Segundo. Aquela decisão do Superior Tribunal de Justiça retrocede também na medida em que apóia a definição do prazo prescricional na modalidade de lançamento tributário a que se submete o tributo declarado inválido, desconsiderando a evolução jurisprudencial segundo a qual o recolhimento indevido, porque fundado em lei inconstitucional, sequer é regulado pelo Código Tributário Nacional, devendo o prazo prescricional que regula a sua devolução ser encontrado na norma geral que disciplina as ações contra o Poder Público (Decreto 20.910/32).

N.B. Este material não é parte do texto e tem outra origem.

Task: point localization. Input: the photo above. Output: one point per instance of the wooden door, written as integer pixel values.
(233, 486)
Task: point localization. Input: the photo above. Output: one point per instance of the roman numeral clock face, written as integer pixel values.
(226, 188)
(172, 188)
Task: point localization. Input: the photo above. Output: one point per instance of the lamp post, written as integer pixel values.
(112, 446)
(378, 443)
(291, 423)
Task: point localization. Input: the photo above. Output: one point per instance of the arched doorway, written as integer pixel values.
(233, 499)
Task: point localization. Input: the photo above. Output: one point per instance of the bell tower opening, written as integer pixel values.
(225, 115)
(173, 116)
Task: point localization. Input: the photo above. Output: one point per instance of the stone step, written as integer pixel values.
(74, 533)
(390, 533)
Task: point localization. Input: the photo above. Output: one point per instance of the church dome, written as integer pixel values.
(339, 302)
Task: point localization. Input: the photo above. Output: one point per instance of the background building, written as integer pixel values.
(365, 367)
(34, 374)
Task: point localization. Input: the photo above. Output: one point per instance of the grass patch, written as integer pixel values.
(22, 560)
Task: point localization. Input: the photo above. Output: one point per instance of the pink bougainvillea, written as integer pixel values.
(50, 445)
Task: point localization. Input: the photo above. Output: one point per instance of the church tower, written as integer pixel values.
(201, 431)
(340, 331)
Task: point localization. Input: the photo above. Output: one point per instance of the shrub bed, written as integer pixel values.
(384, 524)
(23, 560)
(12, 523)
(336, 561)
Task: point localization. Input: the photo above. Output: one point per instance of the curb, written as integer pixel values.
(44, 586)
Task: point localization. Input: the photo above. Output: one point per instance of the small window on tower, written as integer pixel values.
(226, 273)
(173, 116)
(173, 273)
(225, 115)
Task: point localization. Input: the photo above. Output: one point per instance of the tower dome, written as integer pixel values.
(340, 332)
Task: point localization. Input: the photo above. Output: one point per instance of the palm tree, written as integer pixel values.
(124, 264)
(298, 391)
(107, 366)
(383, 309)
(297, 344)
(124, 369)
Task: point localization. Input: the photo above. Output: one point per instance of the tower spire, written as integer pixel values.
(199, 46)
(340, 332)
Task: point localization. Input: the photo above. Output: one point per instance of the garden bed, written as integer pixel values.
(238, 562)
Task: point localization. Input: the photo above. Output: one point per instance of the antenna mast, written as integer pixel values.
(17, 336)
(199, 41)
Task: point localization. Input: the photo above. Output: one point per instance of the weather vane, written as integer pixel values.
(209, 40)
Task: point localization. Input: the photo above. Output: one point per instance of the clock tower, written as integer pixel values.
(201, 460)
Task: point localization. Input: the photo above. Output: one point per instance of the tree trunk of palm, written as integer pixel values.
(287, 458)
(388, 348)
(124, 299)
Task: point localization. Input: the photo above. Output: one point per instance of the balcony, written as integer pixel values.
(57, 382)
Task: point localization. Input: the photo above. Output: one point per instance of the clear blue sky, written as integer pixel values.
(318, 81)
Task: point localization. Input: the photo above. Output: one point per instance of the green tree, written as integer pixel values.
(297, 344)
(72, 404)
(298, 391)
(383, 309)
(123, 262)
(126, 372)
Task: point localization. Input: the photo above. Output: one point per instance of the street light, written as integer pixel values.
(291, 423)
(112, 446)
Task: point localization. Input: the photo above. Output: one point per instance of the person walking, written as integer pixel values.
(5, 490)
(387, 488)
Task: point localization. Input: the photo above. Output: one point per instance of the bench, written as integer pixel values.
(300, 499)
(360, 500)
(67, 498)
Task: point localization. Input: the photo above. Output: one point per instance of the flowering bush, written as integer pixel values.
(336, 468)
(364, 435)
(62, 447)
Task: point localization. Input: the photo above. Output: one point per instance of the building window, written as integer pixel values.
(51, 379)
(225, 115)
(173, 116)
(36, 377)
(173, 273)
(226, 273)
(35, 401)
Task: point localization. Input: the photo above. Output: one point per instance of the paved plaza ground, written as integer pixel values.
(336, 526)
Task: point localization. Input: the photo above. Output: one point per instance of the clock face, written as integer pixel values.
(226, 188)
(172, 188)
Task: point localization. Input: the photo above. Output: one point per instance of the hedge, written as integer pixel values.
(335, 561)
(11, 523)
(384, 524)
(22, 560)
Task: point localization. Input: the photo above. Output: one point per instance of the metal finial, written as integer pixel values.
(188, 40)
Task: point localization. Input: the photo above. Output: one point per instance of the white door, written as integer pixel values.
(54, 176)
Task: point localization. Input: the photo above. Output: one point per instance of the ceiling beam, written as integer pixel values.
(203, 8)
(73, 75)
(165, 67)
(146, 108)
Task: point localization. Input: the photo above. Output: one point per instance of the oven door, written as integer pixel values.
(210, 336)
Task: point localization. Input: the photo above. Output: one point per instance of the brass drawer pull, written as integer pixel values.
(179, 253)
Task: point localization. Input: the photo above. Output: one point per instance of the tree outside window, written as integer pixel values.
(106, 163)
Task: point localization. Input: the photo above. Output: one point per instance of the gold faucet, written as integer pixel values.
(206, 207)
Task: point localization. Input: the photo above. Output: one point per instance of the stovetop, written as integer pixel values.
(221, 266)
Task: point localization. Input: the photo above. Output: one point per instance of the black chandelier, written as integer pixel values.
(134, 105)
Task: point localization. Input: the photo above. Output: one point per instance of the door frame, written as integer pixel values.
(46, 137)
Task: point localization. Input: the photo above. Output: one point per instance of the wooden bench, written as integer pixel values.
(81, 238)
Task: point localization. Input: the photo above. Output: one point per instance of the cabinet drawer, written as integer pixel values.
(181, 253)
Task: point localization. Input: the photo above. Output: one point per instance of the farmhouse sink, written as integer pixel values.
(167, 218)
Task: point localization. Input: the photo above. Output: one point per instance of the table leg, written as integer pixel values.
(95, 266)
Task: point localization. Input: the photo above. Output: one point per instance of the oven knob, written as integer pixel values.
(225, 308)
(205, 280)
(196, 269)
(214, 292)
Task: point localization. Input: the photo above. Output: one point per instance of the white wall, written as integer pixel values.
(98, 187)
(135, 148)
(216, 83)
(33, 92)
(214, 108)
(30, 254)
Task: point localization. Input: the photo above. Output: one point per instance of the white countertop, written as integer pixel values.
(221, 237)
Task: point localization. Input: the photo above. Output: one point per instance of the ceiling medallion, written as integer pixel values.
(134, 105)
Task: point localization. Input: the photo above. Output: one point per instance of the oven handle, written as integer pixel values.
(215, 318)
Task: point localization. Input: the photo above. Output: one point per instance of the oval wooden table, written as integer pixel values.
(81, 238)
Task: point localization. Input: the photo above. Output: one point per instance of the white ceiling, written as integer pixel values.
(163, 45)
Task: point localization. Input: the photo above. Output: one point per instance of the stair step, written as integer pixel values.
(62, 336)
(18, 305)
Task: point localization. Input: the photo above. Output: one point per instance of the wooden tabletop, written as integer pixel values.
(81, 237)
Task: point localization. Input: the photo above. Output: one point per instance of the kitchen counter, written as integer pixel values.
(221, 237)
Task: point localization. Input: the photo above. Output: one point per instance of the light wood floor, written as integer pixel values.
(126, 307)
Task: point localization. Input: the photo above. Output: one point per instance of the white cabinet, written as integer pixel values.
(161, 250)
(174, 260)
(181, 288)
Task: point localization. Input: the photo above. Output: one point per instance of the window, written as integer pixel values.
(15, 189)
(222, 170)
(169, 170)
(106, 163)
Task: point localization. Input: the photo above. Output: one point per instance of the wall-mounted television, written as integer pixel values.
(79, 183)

Vale dizer, recolhimento tributário exigido com base em lei inválida, por consubstanciar autêntico ato ilícito praticado pelo Estado deve ser por este reparado (através da devolução do indébito), independentemente da forma através do qual o mesmo se operacionalizou. Em outras palavras, a modalidade de lançamento de tributo considerado inválido não altera a sua natureza de ato ilícito para efeito de definição do prazo prescricional da devolução do mesmo.

Portanto, se o Superior Tribunal de Justiça em futuras decisões repetir o entendimento manifestado na decisão supra citada teremos uma nova alteração na Jurisprudência acerca do tema “prescrição do pleito de devolução do indébito efetuado com base em lei tributária declarada inválida”, a qual, a meu ver, representará um retrocesso na evolução da questão.